Throughout the conversation, Ray reflects on the mindset shifts required to go out on your own, emphasizing that early in his career he prioritized salary over life value, a choice he now regrets. He argues that the money follows passion and skill, and that the most important resource is time. He also credits TKW with building a trusted professional network — people he now passes work to and receives work from — demonstrating that the nonprofit functions as both a charitable mission and a high-trust professional community.
Key Insights
- Ray argues that his entire career was propelled by solving problems he technically shouldn't have been solving — hacking Solitaire to get a grade and remming out a Y2K countdown clock in DOS — suggesting that lateral, rule-bending thinking is a more reliable career accelerator than formal compliance.
- Ray claims that the Y2K software bug he circumvented was intentionally designed by the software vendor to force paid upgrades, and that his ability to bypass it in DOS code led directly to a full-time job offer in New York City at age 21.
- Ray deliberately uses 'we' instead of 'I' when speaking about his MSP, even as a mostly solo operation, as a calculated tactic to make the business appear larger to prospective clients — a strategy he says worked consistently throughout his career.
- Ray contends that one of the most tangible services his MSP provides is identifying technology overspend, citing a real example where he found over a million dollars in wasted expenditure within six months of acting as a company's CIO.
- Ray describes TKW's TextGiving events as producing a secondary benefit beyond charity: a vetted, high-trust professional network where members have seen each other's work firsthand, leading to real referral relationships and subcontracting arrangements across the country.
- Ray argues that asking vendors to donate equipment for a nonprofit project is not an unreasonable ask — framing it as a marketing opportunity for them — and credits this framing with securing consistent vendor participation including Alta Labs, Eaton, and Vertical Cable.

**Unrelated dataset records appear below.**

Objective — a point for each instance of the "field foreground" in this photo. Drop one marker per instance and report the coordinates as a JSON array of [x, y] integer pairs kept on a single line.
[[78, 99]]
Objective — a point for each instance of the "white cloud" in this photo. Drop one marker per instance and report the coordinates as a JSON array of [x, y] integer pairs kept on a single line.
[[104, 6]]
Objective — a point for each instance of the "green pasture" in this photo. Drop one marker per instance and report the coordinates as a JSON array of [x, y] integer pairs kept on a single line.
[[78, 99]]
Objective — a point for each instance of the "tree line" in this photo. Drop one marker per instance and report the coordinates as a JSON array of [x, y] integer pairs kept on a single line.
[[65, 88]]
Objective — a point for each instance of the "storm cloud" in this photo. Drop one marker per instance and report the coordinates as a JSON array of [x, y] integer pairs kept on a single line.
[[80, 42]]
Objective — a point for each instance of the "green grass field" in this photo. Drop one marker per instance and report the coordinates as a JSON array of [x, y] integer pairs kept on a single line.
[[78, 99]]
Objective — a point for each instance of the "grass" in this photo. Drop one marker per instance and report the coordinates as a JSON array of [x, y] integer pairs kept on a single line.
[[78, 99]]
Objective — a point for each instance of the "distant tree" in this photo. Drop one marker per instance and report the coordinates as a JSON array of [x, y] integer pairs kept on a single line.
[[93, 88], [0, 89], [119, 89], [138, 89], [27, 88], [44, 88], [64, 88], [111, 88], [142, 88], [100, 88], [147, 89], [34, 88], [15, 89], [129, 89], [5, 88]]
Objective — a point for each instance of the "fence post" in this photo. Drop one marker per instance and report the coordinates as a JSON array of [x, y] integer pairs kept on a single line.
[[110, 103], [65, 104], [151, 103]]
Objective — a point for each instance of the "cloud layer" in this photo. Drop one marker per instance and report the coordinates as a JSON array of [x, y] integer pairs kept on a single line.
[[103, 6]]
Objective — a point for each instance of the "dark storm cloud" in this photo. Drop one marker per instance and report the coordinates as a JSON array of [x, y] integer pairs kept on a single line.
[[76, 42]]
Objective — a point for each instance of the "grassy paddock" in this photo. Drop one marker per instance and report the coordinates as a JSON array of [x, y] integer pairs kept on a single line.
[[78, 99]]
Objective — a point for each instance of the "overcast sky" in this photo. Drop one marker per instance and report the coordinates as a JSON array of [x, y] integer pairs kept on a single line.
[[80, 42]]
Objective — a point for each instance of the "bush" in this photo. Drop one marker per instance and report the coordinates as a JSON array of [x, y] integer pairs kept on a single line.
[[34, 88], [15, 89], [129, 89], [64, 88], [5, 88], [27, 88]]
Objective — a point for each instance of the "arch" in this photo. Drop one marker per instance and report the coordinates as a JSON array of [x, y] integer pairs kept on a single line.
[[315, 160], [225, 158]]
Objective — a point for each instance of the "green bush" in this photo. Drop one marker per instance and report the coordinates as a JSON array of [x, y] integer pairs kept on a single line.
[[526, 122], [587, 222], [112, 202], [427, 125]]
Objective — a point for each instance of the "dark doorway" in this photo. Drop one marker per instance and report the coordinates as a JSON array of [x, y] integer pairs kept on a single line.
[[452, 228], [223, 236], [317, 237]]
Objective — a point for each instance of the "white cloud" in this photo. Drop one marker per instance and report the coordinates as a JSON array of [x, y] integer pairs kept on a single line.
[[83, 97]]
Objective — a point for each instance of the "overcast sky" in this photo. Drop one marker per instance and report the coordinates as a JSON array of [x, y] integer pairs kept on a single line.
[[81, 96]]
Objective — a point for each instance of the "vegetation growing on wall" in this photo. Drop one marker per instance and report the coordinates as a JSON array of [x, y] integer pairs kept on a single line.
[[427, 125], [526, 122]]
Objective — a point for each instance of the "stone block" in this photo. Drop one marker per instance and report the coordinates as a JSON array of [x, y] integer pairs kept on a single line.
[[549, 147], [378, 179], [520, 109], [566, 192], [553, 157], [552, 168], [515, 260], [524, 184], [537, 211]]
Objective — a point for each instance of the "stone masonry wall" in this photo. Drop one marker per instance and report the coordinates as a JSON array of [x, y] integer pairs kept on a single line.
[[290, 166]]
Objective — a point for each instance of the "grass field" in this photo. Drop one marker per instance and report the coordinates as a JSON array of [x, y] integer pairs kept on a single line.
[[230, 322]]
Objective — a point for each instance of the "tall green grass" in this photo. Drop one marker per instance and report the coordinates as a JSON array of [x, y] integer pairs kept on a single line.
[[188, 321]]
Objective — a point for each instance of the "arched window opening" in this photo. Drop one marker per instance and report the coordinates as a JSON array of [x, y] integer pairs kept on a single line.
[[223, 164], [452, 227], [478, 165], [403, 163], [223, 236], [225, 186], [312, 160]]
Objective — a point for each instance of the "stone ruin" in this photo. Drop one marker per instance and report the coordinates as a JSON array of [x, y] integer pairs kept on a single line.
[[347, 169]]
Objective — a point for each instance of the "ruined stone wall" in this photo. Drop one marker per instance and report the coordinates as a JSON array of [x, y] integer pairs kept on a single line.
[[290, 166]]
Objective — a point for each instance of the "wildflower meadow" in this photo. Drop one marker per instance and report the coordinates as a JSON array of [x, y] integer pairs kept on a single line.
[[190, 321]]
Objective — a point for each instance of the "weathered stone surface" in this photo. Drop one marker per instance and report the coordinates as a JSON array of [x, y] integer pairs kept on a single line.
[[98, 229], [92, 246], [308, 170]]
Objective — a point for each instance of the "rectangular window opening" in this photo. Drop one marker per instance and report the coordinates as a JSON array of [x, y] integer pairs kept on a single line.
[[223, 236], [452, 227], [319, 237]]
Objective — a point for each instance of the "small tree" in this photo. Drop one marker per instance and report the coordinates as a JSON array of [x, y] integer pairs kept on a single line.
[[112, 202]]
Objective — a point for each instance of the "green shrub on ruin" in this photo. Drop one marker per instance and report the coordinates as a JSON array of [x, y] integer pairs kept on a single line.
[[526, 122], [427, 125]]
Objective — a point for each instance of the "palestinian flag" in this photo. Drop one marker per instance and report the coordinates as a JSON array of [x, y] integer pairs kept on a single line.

- Ray states that the biggest mindset barrier he had to overcome in running TKW was the belief that something is impossible simply because it has never been done before, and that the committee's approach is to push through that assumption by simply executing.
- Ray reflects that he spent much of his career making other people wealthy by devoting his skills to building their companies, and that he wishes he had committed to independent consulting two decades earlier rather than being repeatedly lured back by large salaries.
- Ray claims that the money will find you if you're good at and love what you do, arguing that financial concern is the most prominent worry at the start of independence but ultimately the least important factor for those who persist.
- Ray describes TKW's Slack community as the organizational backbone of the nonprofit — a free, always-on environment where members get technical questions answered, which then serves as a pipeline for recruiting volunteers to in-person TextGiving events.
- Ray notes that TKW intentionally includes AV, structured cabling, access control, and security trades — not just networking — so that volunteers from all IT disciplines can participate and contribute meaningfully at installations.
- Ray argues that working across many different customer environments as an MSP engineer or SE provides faster and broader technology exposure than owning a single network for years, which he sees as a significant advantage especially for early-to-mid career engineers building their skills portfolio.